Swiss companies are flying the flag for ESG

Switzerland comes out top in its ability to attract and retain a highly skilled workforce

In November we visited Switzerland to meet with companies in the Evenlode Global Income portfolio and investable universe with an aim of gaining a more detailed understanding of the businesses, how they operate and their internal culture.

A year on from Switzerland ratifying the Paris Climate Change agreement, it was evident in the conversations we had, not just the companies we engaged with but with the general public, that sustainability was becoming a key priority.

As well as focusing on the companies’ research and development strategies for the coming year, we wanted to get the perspective at Novartis and other big-hitting pharma companies on what ESG factors they deem to have the potential to hurt their business models in the medium to long term.

Understandably, product quality emerged in our analysis to be the most material ESG risk for Novartis as well as for the broader pharmaceutical and healthcare sector. Novartis is striving towards creating a strong culture and a more robust prioritising process of the drugs being manufactured, mainly driven by its recently-appointed chief executive Vas Narasimhan.

The incentive structure has now changed for project leaders to encourage plans to be scrapped if they do not look effective in their early days. At the same time, therapies that seem most promising are provided with the most resources to bring them to market fastest.

Labour relations

The Institute of Management Development compares a country’s ability to attract and retain a highly skilled workforce.

The assessment is based on investment and development, appeal and readiness, taking into consideration employees’ education, workplace training, remuneration and other key social issues.

Switzerland once again beat Denmark and Norway to retain the number one position in 2018, for the fifth year in a row.

At a meeting with VAT Group’s head of investor relations Michel Gerber, we discussed the governmental insurance fund, which pays the salaries of flexible workers for two days a week at 80% of their full-time salary.

This means the company can flex its cost base and staff welcome the change as they get to work for three days a week at 92% of their full-time salary.

Labour laws in the country are designed to help smaller companies like VAT Group man manage their cost base during an economic downturn.

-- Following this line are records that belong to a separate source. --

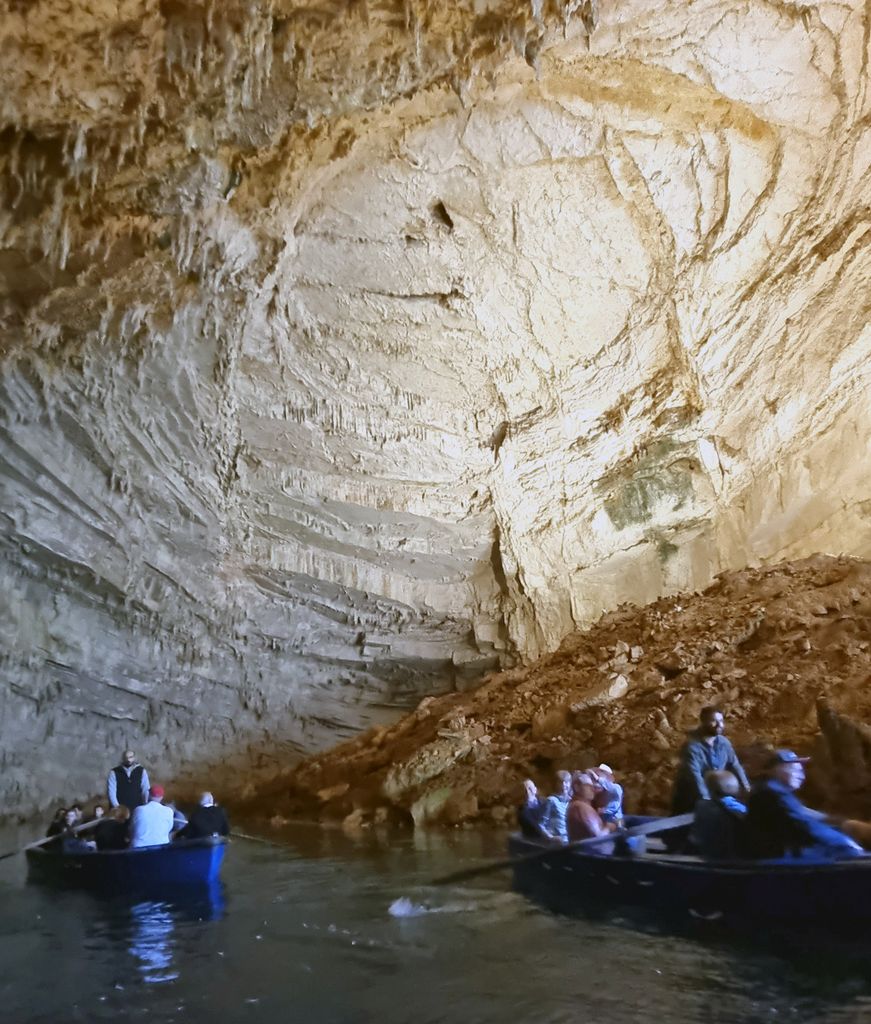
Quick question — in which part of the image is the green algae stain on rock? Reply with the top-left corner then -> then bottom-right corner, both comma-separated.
604,440 -> 698,529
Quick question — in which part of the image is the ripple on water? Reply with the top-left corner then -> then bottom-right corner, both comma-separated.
0,830 -> 871,1024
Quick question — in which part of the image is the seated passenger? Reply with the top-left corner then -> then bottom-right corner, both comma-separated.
94,804 -> 130,850
690,771 -> 747,860
130,785 -> 172,850
539,771 -> 572,843
178,793 -> 230,839
745,751 -> 863,860
586,765 -> 623,827
167,801 -> 187,833
58,807 -> 97,853
45,807 -> 67,837
566,771 -> 614,854
517,778 -> 545,839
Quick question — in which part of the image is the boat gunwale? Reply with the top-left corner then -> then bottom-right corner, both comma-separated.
510,833 -> 871,876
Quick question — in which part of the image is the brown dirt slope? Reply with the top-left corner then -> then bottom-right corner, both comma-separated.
244,556 -> 871,825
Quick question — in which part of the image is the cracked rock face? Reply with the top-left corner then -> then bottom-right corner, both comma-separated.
0,0 -> 871,811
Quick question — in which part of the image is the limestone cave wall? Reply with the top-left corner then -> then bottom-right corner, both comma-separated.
0,0 -> 871,811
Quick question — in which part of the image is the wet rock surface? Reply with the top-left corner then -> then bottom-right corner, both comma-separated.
0,0 -> 871,814
240,556 -> 871,826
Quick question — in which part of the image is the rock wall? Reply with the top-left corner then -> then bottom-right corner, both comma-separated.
0,0 -> 871,810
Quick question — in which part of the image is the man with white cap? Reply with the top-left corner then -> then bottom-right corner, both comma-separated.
105,751 -> 151,811
130,785 -> 173,849
586,764 -> 623,827
178,793 -> 230,839
745,750 -> 863,860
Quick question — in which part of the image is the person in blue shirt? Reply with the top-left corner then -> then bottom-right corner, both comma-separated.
586,765 -> 623,827
539,771 -> 571,843
671,708 -> 750,814
517,778 -> 546,839
690,771 -> 747,860
745,750 -> 864,860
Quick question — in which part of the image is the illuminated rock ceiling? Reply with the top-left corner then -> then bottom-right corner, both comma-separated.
0,0 -> 871,809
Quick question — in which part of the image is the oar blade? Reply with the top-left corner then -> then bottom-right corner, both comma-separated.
431,813 -> 693,886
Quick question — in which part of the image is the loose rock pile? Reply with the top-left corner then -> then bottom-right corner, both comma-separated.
240,556 -> 871,826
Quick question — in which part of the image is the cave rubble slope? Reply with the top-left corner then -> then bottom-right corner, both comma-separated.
241,556 -> 871,827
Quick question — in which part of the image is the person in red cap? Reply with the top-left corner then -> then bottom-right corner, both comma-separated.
744,750 -> 863,860
130,785 -> 173,848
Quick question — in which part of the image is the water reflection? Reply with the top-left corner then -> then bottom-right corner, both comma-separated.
0,828 -> 871,1024
128,883 -> 224,984
130,901 -> 178,984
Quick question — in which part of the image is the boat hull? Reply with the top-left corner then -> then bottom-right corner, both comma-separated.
27,837 -> 227,891
509,837 -> 871,924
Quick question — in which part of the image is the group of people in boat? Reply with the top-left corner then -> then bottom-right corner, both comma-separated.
518,707 -> 864,861
46,751 -> 230,853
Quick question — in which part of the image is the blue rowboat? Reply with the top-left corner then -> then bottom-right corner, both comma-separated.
509,836 -> 871,925
27,836 -> 227,891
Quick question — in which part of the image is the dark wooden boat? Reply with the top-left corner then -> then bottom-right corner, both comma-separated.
27,836 -> 227,891
509,836 -> 871,924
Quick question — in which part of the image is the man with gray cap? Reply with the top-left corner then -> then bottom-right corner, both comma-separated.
745,750 -> 863,860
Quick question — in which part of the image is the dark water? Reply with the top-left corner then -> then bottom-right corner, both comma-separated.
0,827 -> 871,1024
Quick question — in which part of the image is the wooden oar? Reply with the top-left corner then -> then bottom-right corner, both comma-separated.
0,818 -> 102,860
431,812 -> 694,886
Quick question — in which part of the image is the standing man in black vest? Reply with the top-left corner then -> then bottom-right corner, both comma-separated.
105,751 -> 150,813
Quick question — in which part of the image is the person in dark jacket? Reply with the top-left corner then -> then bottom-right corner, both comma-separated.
671,708 -> 750,814
105,751 -> 151,813
517,778 -> 547,839
745,750 -> 864,860
178,793 -> 230,839
690,771 -> 747,860
94,804 -> 130,850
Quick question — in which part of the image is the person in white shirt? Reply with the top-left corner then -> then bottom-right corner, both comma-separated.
130,785 -> 173,849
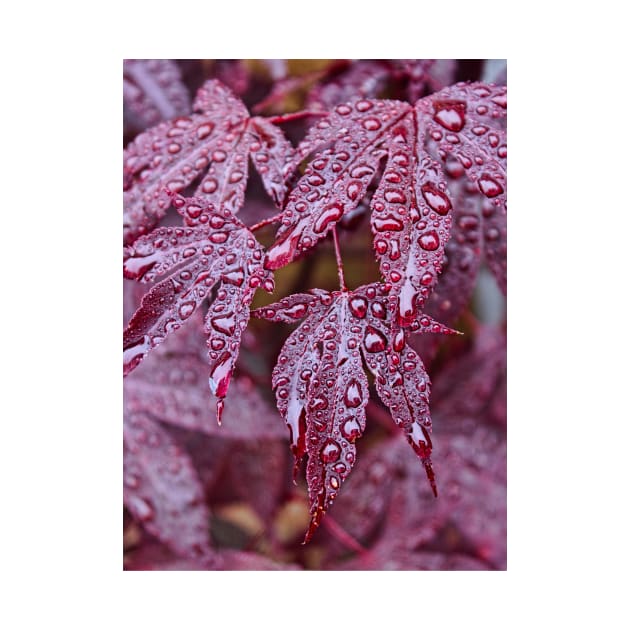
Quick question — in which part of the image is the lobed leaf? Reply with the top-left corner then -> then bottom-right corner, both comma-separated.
123,59 -> 190,128
254,285 -> 454,541
265,83 -> 507,326
123,194 -> 273,419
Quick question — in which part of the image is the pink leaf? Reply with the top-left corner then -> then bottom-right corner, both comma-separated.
123,59 -> 190,128
123,80 -> 293,244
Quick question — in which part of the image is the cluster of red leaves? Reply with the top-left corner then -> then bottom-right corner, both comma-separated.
123,60 -> 507,569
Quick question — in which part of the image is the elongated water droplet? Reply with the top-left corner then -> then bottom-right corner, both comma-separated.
343,378 -> 363,407
341,418 -> 361,443
477,173 -> 503,198
210,313 -> 236,335
433,101 -> 466,131
313,204 -> 343,234
363,326 -> 387,352
420,183 -> 451,216
350,296 -> 367,319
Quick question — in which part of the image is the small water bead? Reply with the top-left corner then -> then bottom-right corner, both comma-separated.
362,118 -> 381,131
343,378 -> 363,407
206,178 -> 219,194
433,101 -> 466,132
307,173 -> 326,186
384,188 -> 407,204
372,214 -> 403,232
313,204 -> 343,234
208,352 -> 232,398
178,302 -> 196,319
127,494 -> 155,522
210,313 -> 236,335
350,164 -> 374,179
346,182 -> 361,201
370,302 -> 387,319
420,182 -> 451,216
349,296 -> 368,319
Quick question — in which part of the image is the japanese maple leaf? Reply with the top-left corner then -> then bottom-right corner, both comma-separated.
123,80 -> 294,244
254,284 -> 454,541
123,413 -> 212,561
123,59 -> 190,128
266,83 -> 507,326
123,193 -> 273,420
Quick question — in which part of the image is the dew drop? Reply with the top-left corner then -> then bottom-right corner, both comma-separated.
129,494 -> 155,522
343,378 -> 363,407
372,215 -> 403,232
197,123 -> 214,140
363,328 -> 387,352
206,177 -> 219,193
221,269 -> 245,287
350,297 -> 367,319
477,173 -> 503,199
210,232 -> 228,245
420,183 -> 451,216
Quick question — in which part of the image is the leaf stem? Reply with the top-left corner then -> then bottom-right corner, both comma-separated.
333,225 -> 348,291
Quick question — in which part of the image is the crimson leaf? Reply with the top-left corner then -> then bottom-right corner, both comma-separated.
123,59 -> 190,128
123,80 -> 294,244
123,193 -> 273,420
266,83 -> 507,325
254,285 -> 454,541
123,414 -> 211,559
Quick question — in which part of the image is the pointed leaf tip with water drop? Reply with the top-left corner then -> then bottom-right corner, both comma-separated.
123,413 -> 210,558
123,59 -> 191,129
265,83 -> 507,326
266,284 -> 450,542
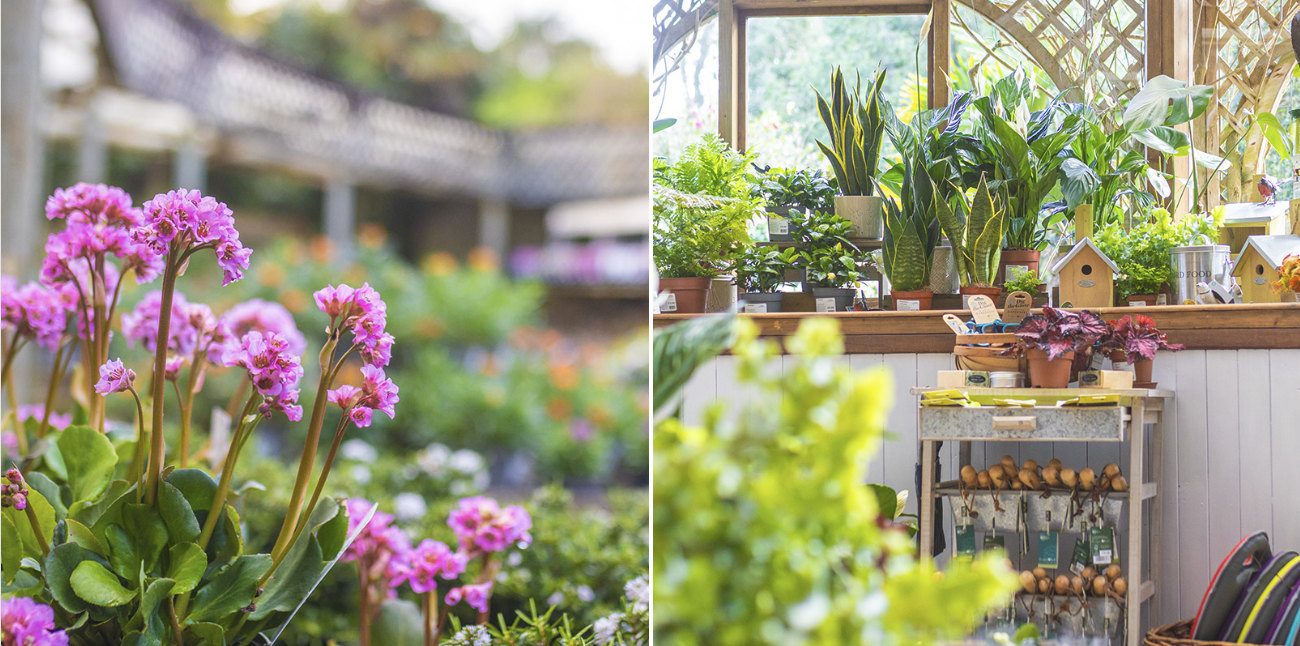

Managing labour relations, retaining talent and keeping a positive employee morale is an imperative for such cyclical companies, which require specialised expertise from their employee base.

Broader obligations

According to the Swiss Sustainable Investment Market Study 2018, the demand for sustainable investing was heavily influenced by institutional investors, which now make up 86% of all sustainable investments in Switzerland.

This, coupled with the two new international development policy guidelines – the UN Sustainable Development Goals and the Paris Climate Change agreement – will continue to drive strong growth in the area for the financial sector.

The Swiss equity market is characterised by the presence of a large number of high-quality and high-tech businesses, particularly compared with the size of the country’s population.

It is encouraging to see that these businesses are concretely acting upon their broader obligations to society and are using their position to effect positive change on social and environmental matters.